TTAB Affirms Disclaimer Requirement of WET TECHNOLOGIES in Design Mark for Wet Blasting Machines

In a 37-page decision, the Board affirmed a requirement that Applicant disclaim the phrase WET TECHNOLOGIES in the mark shown immediately below, for "particle blast cleaning machines; machine tools for water blasting, descaling, derusting, wet lapping, wet peening, slurry processing, and deburring; wet etching machines;" and for rust removal. The application contained three classes of services, but Applicant failed to pay the full $300 appeal fee; since it paid only $200, the Board considered only the first two classes, and it dismissed the appeal as to the third class. In re Wet Technologies, Inc., Serial No. 77135323 (July 20, 2012) [not precedential].


Applicant disclaimed the words "WET" and "TECHNOLOGIES" separately, but the PTO insisted on a disclaimer of the phrase "WET TECHNOLOGIES." Applicant refused, claiming that the PTO was "estopped" from requiring the disclaimer and that the phrase is a unitary, non-descriptive term.

As to the estoppel argument, Applicant was all wet. It maintained that the Board cannot require a disclaimer of the phrase two years after requiring separate disclaimers of "wet" and "technologies."Had the PTO made the requirement earlier, Applicant asserted, the matter would have been resolved "in a much timelier fashion."

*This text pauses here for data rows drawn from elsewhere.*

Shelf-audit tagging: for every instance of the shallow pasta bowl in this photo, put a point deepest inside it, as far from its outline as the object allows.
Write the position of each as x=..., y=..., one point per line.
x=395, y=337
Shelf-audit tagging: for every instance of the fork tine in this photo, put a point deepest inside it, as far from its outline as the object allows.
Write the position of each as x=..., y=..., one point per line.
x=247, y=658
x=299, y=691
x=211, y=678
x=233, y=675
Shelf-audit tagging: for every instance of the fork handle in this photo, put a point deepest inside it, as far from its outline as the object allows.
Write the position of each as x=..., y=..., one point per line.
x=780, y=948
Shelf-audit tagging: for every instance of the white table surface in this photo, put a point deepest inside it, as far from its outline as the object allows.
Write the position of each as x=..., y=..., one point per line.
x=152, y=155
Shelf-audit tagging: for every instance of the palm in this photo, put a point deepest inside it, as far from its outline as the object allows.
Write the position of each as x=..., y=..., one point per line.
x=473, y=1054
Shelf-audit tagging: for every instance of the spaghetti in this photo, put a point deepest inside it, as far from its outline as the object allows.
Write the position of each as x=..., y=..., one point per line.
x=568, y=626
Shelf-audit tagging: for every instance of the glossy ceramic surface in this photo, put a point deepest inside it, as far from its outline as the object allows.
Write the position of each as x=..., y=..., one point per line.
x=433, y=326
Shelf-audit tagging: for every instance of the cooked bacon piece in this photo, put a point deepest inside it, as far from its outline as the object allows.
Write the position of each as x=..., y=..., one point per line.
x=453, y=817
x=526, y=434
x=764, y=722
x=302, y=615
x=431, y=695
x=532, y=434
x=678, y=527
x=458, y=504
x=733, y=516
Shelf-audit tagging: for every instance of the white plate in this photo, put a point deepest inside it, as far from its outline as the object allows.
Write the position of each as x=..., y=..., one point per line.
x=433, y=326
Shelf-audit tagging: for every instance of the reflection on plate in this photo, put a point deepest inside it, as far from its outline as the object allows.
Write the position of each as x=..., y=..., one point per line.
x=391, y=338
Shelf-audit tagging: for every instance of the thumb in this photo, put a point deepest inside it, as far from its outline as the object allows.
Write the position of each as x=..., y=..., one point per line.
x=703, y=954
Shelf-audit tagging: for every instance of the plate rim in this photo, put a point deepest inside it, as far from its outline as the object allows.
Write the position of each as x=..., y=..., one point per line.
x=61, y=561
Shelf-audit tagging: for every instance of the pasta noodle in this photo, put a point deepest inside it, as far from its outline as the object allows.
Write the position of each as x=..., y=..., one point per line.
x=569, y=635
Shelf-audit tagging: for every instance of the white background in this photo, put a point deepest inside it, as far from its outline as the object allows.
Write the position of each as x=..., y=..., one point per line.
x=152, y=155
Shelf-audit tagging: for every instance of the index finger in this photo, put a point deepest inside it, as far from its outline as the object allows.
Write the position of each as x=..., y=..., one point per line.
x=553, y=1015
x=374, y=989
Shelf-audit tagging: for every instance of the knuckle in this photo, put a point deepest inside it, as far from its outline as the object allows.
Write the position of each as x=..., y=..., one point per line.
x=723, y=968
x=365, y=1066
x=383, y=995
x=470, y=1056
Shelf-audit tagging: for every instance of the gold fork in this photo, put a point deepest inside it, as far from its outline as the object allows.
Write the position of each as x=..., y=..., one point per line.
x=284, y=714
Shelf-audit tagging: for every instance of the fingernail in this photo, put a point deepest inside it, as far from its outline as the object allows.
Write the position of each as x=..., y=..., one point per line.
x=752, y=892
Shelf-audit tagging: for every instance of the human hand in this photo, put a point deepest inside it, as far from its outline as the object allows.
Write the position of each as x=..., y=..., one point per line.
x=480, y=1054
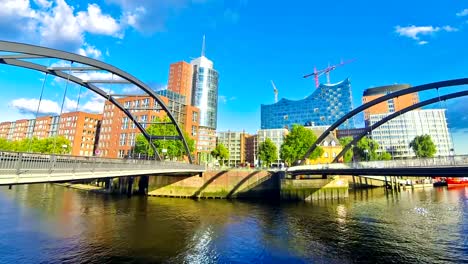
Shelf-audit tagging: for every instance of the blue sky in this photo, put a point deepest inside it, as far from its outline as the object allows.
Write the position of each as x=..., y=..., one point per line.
x=251, y=42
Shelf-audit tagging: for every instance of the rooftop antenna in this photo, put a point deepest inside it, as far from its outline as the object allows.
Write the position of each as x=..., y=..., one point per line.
x=203, y=47
x=275, y=91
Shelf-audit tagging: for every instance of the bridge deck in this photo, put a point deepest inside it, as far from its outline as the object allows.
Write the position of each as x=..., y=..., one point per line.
x=456, y=166
x=24, y=168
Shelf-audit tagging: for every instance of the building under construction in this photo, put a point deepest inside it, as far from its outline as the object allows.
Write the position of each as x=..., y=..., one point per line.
x=323, y=107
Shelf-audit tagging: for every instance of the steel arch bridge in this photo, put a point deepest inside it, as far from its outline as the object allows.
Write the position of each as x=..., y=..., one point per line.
x=21, y=55
x=419, y=88
x=395, y=115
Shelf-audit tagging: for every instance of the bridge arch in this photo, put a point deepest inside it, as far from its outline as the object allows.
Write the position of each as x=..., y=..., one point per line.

The Board pointed out that Applicant cited no authority for its argument, and the Board found none. With only one exception, the PTO is not barred from raising a new refusal or requirement after a first Office action: that is in the case of a Section 66(a) or Madrid Protocol application, as to which the PTO must raise any ground for refusal within 18 months from receipt of the application from the International Bureau of WIPO. Indeed, the PTO has a duty to correct its own errors to avoid issuing a registration contrary to law. The PTO is expected to raise all potential issues in a first Office action, but in cases of "clear error" new refusals or requirements may be made. The determination of "clear error" is left to the discretion of the Examining Attorney and his or her supervisors.

As to its "unitary" argument, Applicant urged that the wording "wettechnologies" is a single compound word, not a phrase. The Board, however, noted that the words "wet" and "technologies" are displayed in different colors, one inside and one outside the circle design. Moreover, the words and the design are not so integrated as to comprise a visual or conceptual whole that cannot be separated.

As to whether WET TECHNOLOGIES is merely descriptive of Applicant's services, the Board declined to treat the earlier disclaimer of "WET" and "TECHNOLOGIES" as a concession that those words are descriptive, but it nonetheless found that the words are indeed descriptive. Discovery definitions and website evidence demonstrated same. Furthermore, the combination of the two words conveys no meaning different from the two separate words. The Board rejected Applicant's argument that the words are "unusually arranged," have a "rhyming pattern," or have "other sound" so as to create a distinct impression.

And so the Board affirmed the refusal to register based on Applicant's failure to disclaim WET TECHNOLOGIES. Applicant' was allowed the usual thirty days to submit a proper disclaimer, in which case this decision will be set aside.